Recent conversations on other blogs have tuned me into a new opinion that I never really considered before: That penises are ugly.
It was not only women who were saying this…men, it seems, also don’t see their members as being particularly nice looking. I was shocked. As someone who looks at their vulva nearly everyday (and thinks it’s quite lovely), it came as a surprise to learn that men suffer from the same issue that so many women do. Namely, that genitals are ugly, or at least not something worth viewing. Why is this, and why are men not being told that their sexual organs are beautiful like women finally are?
There is a cornucopia of female-genital empowerment to choose from. Everything from a wall of plaster cast vulvas, to women being given mirrors to look at themselves, to artwork being displayed openly in certain major museums. I’m happy that American culture is starting to accept that the female sex is a thing of beauty, but as with most improvements there remains a double standard.

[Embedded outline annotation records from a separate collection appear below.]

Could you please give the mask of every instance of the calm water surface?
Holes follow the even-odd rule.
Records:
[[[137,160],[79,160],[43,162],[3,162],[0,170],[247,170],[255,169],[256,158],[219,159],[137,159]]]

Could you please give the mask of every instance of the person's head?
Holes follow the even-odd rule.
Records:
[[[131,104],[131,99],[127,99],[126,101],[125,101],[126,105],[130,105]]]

In this case, the male sex is not being given the same attention, which can and does lead to boys (and adult men) living with poor body image.
I say it is time to stop this. Male genitals are often compared to weapons or spoken of in terms of doing harm, when the truth is the overwhelming majority of men will never even consider hurting their partner, sexually or otherwise. Despite this fact, an erect penis is portrayed as something to be feared or hated, while a flaccid one is to be mocked and condemned. Rather than a symbol of male passion, the penis is made out to be a shameful reminder of male sexual entitlement and entire audiences laugh when grotesque mutilation is done to them. Instead of a totem of virility, testicles are rarely mentioned outside of crude physical humor that involves their harm.
I’d much rather that the testicles be appreciated for the soft feel of the delicate skin, and their deliciously enticing small movements when gently caressed. I wish for penises to be treasured for the vulnerable strength they are composed of, for the feelings a male can receive from purposeful strokes or light twists. I want boys and men to be proud of their sexuality (whatever it’s orientation), and to love it for the fact it is a needful part of the continuation of our species as well as a font of physical, sensual, and even emotional gratification.
Perhaps most of all, I hope that our culture can cease it’s judgment of a man based on his ability to obtain and keep a sexual partner. The worth of a man is not in whether he shares his seed, just as the worth of a woman is not tied to whether she gives birth. It is in the lives we live for ourselves…and whether we stay true to our dreams, better ourselves through experience and trials, and reach our goals.
Sexuality is a large part of most people’s lives, and is a beautiful aspect of Life. Let us treat it as such, and have just as much respect for the sacredness of the male genitals as we do for the female.